In contrast, the Rams’ future roommates and cross town rivals, the Chargers, have not created much buzz this offseason. Coming off an ill-advised and overly combative “Fight for LA” campaign during the 2017 season, the Chargers embarrassingly struggled to sell out the 27,000 seat StubHub Center in Carson, Calif. in 2017.
It was never going to be an easy debut season in Los Angeles for the Chargers. They alienated their only real fan base when they left San Diego in 2017, and the team lacks the Rams’ historical ties to the area (even though the Chargers’ first season in franchise history was played at the Coliseum). The Chargers’ move to L.A. was hard to see as anything more than a money grab for the Spanos family, which has owned (and barely operated) the franchise since 1984.

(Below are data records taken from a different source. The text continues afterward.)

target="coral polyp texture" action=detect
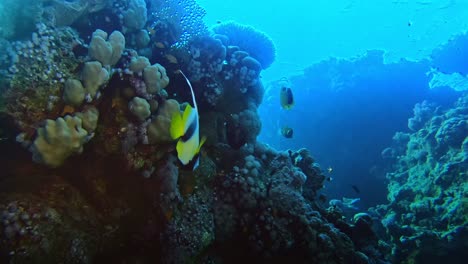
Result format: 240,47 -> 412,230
379,95 -> 468,263
0,0 -> 392,263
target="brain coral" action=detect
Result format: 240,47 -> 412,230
213,21 -> 276,69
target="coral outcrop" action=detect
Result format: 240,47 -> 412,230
378,95 -> 468,263
0,0 -> 392,263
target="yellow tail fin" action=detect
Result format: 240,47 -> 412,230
195,136 -> 206,154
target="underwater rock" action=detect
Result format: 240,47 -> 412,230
81,61 -> 109,98
382,95 -> 468,263
143,63 -> 169,94
63,79 -> 85,106
128,97 -> 151,121
31,115 -> 88,167
89,29 -> 125,66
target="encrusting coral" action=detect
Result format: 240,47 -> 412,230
0,0 -> 392,263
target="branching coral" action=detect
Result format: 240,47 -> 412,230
383,96 -> 468,263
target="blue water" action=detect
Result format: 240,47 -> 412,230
199,0 -> 468,207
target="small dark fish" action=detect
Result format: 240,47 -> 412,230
281,126 -> 294,138
351,185 -> 361,193
280,78 -> 294,110
280,86 -> 294,110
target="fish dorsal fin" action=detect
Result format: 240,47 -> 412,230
178,70 -> 198,109
195,136 -> 206,154
182,104 -> 193,124
169,111 -> 185,140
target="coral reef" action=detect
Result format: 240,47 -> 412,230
0,0 -> 392,263
377,95 -> 468,263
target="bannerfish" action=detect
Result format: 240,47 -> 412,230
280,79 -> 294,110
170,70 -> 206,169
281,126 -> 294,138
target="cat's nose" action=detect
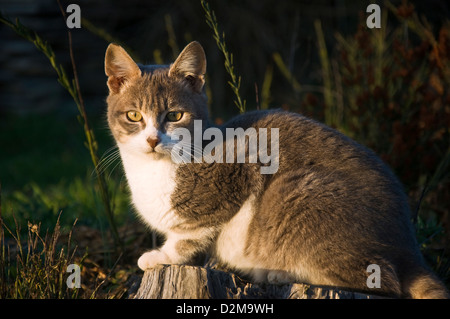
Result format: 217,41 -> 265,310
147,136 -> 161,148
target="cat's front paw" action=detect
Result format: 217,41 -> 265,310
138,250 -> 171,271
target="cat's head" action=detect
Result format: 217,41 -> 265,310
105,42 -> 208,160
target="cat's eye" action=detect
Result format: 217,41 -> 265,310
166,112 -> 183,122
127,111 -> 142,122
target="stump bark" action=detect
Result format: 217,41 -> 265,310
134,265 -> 382,299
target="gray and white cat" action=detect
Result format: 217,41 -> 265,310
105,42 -> 448,298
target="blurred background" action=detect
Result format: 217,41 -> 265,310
0,0 -> 450,298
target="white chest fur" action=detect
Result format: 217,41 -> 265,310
121,152 -> 181,233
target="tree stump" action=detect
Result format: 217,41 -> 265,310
134,265 -> 383,299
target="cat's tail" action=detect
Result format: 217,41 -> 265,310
402,267 -> 450,299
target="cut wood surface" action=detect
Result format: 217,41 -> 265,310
134,265 -> 382,299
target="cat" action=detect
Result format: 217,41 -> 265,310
105,42 -> 448,298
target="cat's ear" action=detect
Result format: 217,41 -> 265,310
169,41 -> 206,92
105,43 -> 141,94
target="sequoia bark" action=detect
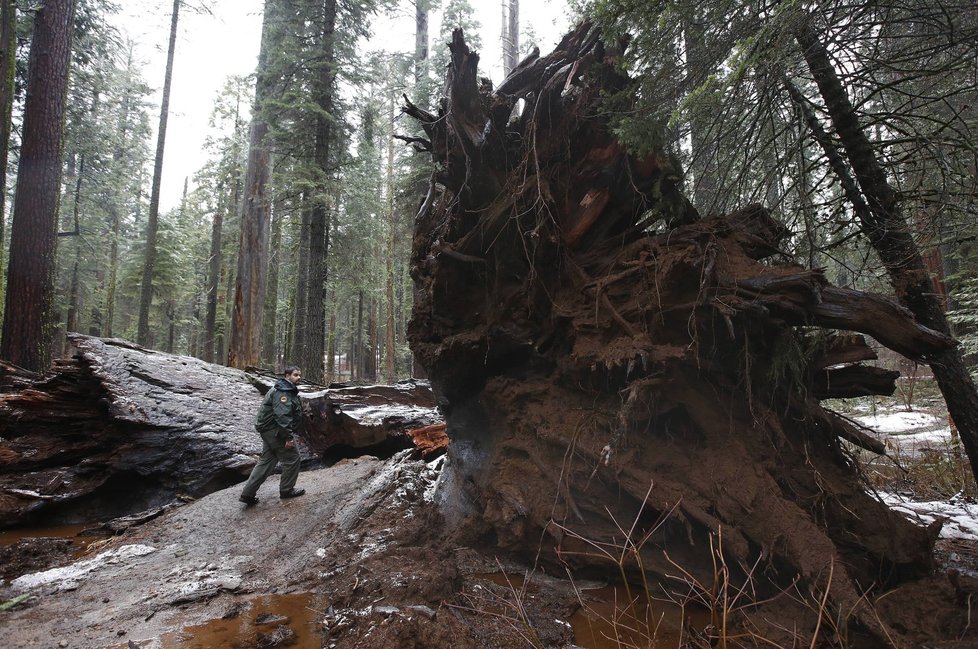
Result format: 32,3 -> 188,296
405,24 -> 953,644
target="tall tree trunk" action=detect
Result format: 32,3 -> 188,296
795,18 -> 978,477
136,0 -> 180,345
0,0 -> 17,314
326,303 -> 336,384
414,0 -> 428,85
261,202 -> 282,368
65,246 -> 81,331
363,297 -> 380,383
683,10 -> 720,215
302,0 -> 336,383
0,0 -> 75,371
64,149 -> 86,336
500,0 -> 520,77
228,0 -> 276,368
286,193 -> 312,364
200,186 -> 224,363
384,97 -> 397,383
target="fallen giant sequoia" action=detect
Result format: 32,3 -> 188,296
405,25 -> 953,644
0,334 -> 446,527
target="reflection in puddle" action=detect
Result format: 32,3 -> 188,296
161,593 -> 328,649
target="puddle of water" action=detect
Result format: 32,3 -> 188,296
0,524 -> 110,558
160,593 -> 328,649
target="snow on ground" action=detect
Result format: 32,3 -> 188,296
11,545 -> 156,590
853,408 -> 978,540
880,493 -> 978,540
854,410 -> 946,434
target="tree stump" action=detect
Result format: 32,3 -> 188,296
404,24 -> 953,643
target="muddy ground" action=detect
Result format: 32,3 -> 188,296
0,436 -> 976,649
0,458 -> 577,649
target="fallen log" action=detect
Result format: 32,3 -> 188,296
0,334 -> 440,527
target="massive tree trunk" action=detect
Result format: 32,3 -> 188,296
795,16 -> 978,486
228,0 -> 276,368
136,0 -> 180,345
261,201 -> 283,367
200,184 -> 224,363
405,25 -> 953,644
0,0 -> 17,302
0,334 -> 444,528
0,0 -> 75,371
301,0 -> 336,383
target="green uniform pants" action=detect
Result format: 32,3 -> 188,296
241,431 -> 299,497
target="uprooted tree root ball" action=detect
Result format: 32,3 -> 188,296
405,24 -> 967,646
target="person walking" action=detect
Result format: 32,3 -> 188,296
238,365 -> 306,506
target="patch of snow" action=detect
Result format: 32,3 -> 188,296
880,492 -> 978,540
855,411 -> 943,433
10,545 -> 156,590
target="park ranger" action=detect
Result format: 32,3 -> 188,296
238,365 -> 306,506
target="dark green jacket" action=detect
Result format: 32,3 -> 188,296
255,379 -> 302,442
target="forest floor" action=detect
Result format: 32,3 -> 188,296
0,388 -> 978,649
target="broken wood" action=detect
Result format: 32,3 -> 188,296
405,24 -> 954,641
0,334 -> 440,527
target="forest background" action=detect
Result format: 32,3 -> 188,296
0,0 -> 978,392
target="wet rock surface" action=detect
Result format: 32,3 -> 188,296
0,452 -> 974,649
0,453 -> 575,649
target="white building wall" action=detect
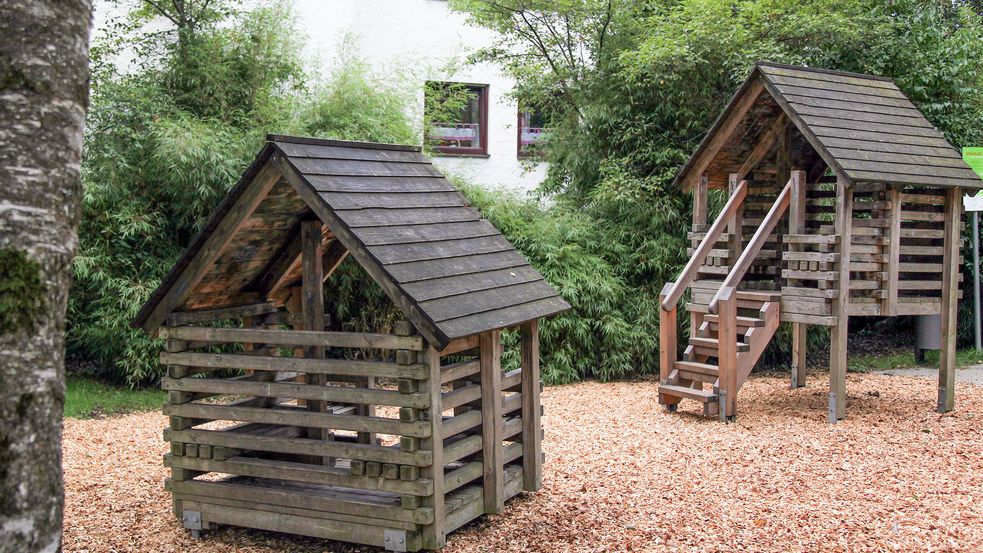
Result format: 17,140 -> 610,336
96,0 -> 546,192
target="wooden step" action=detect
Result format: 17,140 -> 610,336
689,336 -> 751,353
703,313 -> 765,328
673,361 -> 720,376
659,384 -> 717,403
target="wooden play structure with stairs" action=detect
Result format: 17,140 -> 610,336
659,63 -> 983,422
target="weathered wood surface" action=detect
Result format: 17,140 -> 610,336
758,64 -> 981,188
160,327 -> 423,351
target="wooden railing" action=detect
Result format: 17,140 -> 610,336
708,177 -> 795,314
662,181 -> 747,311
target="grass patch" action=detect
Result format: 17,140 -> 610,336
65,377 -> 165,419
848,348 -> 983,373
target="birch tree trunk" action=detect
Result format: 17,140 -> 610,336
0,0 -> 92,552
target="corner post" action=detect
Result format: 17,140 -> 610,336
938,188 -> 962,413
727,173 -> 744,258
717,286 -> 737,421
519,320 -> 543,492
788,171 -> 808,389
693,173 -> 710,232
827,175 -> 853,423
478,330 -> 505,513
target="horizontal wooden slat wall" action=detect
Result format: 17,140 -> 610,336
161,325 -> 442,550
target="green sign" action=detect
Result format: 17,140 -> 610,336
963,148 -> 983,179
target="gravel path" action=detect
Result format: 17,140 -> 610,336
64,374 -> 983,553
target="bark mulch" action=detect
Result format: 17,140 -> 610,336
64,374 -> 983,552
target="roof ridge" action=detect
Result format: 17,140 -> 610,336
266,134 -> 422,152
754,60 -> 894,83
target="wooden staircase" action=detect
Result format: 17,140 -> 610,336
659,292 -> 781,418
659,172 -> 792,421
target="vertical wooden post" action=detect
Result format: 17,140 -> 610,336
717,286 -> 737,421
300,220 -> 334,466
419,346 -> 447,549
727,173 -> 744,258
519,320 -> 543,492
693,174 -> 710,232
881,185 -> 901,317
478,330 -> 505,513
659,282 -> 678,388
938,188 -> 962,413
827,175 -> 853,423
788,171 -> 809,388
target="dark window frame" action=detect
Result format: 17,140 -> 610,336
515,107 -> 544,159
423,81 -> 489,157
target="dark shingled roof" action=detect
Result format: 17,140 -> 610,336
134,135 -> 570,348
677,62 -> 983,188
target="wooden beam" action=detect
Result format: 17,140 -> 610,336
693,174 -> 710,232
737,113 -> 788,182
418,344 -> 447,549
690,77 -> 764,191
938,188 -> 962,413
272,156 -> 450,349
827,177 -> 853,423
479,330 -> 505,513
662,181 -> 747,310
881,185 -> 901,317
788,171 -> 809,389
142,163 -> 280,334
300,220 -> 334,466
167,301 -> 276,326
519,321 -> 543,492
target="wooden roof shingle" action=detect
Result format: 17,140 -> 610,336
677,62 -> 983,188
133,135 -> 570,348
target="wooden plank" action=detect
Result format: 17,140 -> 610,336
166,480 -> 433,524
164,455 -> 433,496
160,352 -> 426,380
318,190 -> 468,211
937,188 -> 963,413
386,250 -> 529,285
717,286 -> 738,420
352,219 -> 500,247
164,429 -> 433,467
676,79 -> 764,191
479,330 -> 505,513
519,321 -> 543,492
163,403 -> 430,438
420,280 -> 556,324
289,157 -> 444,177
161,378 -> 430,409
160,327 -> 423,351
141,160 -> 280,334
166,301 -> 277,326
338,204 -> 481,229
440,296 -> 570,337
419,346 -> 447,549
662,181 -> 747,310
276,141 -> 430,163
827,177 -> 853,423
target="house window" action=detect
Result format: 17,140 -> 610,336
424,81 -> 488,156
517,108 -> 546,158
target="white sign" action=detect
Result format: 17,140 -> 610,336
963,192 -> 983,211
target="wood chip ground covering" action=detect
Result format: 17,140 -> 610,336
64,374 -> 983,552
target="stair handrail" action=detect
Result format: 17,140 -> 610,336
662,180 -> 748,311
708,177 -> 795,314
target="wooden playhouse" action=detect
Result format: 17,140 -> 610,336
133,136 -> 569,551
659,63 -> 983,422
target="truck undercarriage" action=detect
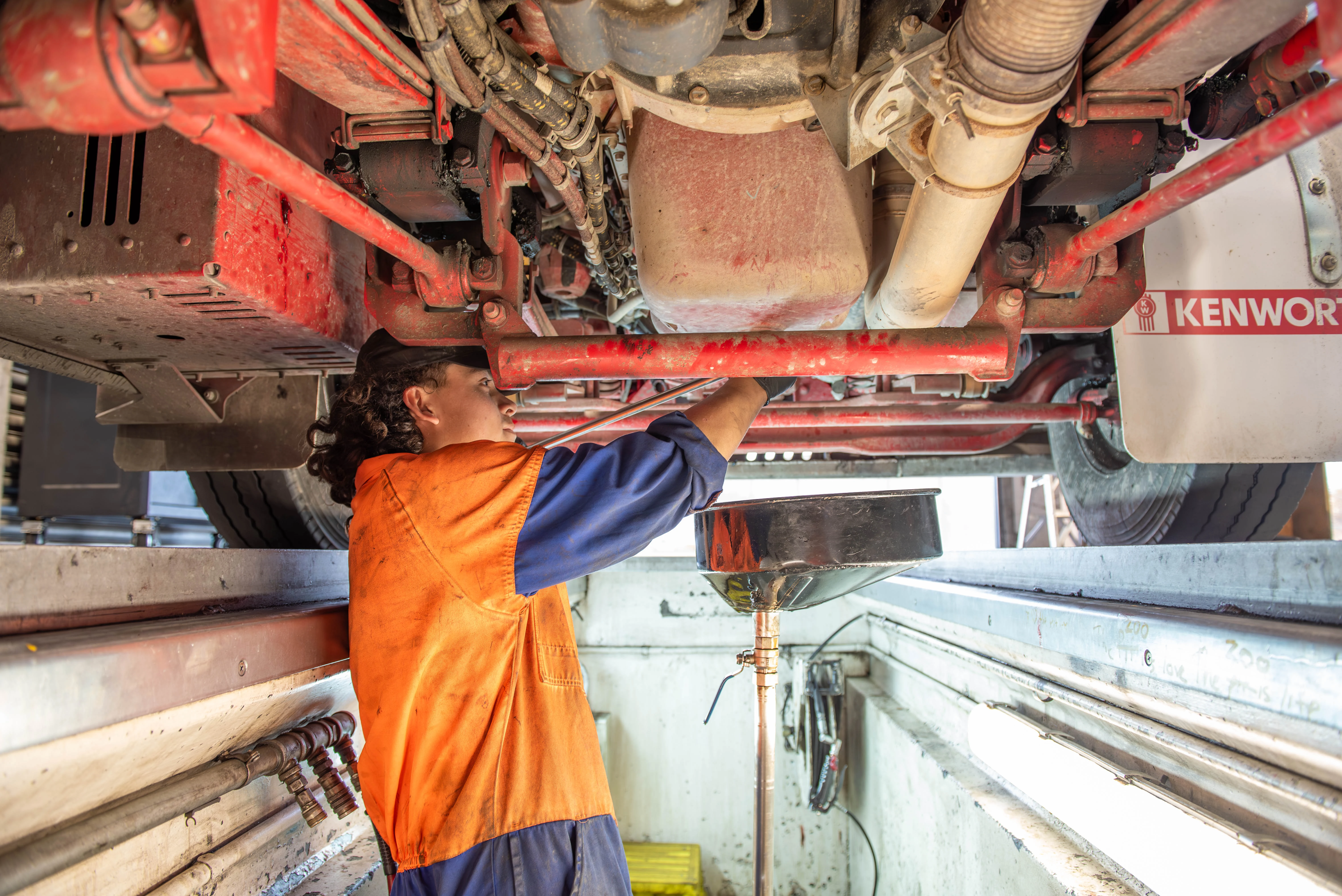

Bad PR aside, the Chargers have at least built their roster for the long haul. The team’s core of running back Melvin Gordon and defensive ends Joey Bosa and Melvin Ingram are still in the hearts of their current deals.
Unlike the Rams, who weren’t able to add meaningful young talent in the draft, the Chargers took safety Derwin James at 17th overall, which was widely considered the steal of the first round (James was projected to go in the top ten by numerous outlets). They also added former USC outside linebacker Uchenna Nwosu in the second round, who ESPN draft guru Mel Kiper Jr. called “the best player on the board” at that point.
“This Super Bowl we’re going to win,” Ingram told reporters on Monday, according to ESPN. “We haven’t been to the playoffs in a while. I think it’s going to be crazy, this Super Bowl we’re going to win is going to be crazy.”
It’s difficult to see the Chargers reaching those heights in 2018, given their young roster and murderer’s row of a division (the AFC West includes the Broncos, Oakland Raiders and Kansas City Chiefs, who all look like playoff contenders).
But the next five years look bright for Ingram and his team. The defense has quietly reached elite status with its stiff secondary (they gave up just 197 passing yards per game) and menacing pass rush, which created the fifth-most sacks in the NFL last year. Meanwhile, 36-year-old quarterback Philip Rivers appears to be only getting more prolific with age, throwing for 4,515 yards in 2017 with just 10 interceptions.
The Rams have taken over the spotlight for now, but there could be a new leading team in Los Angeles sooner rather than later. One is built to win; the other is built to last.
Trevor Denton is a junior majoring in journalism. He is also the sports editor of the Daily Trojan. His column, “T-Time,” runs every other week.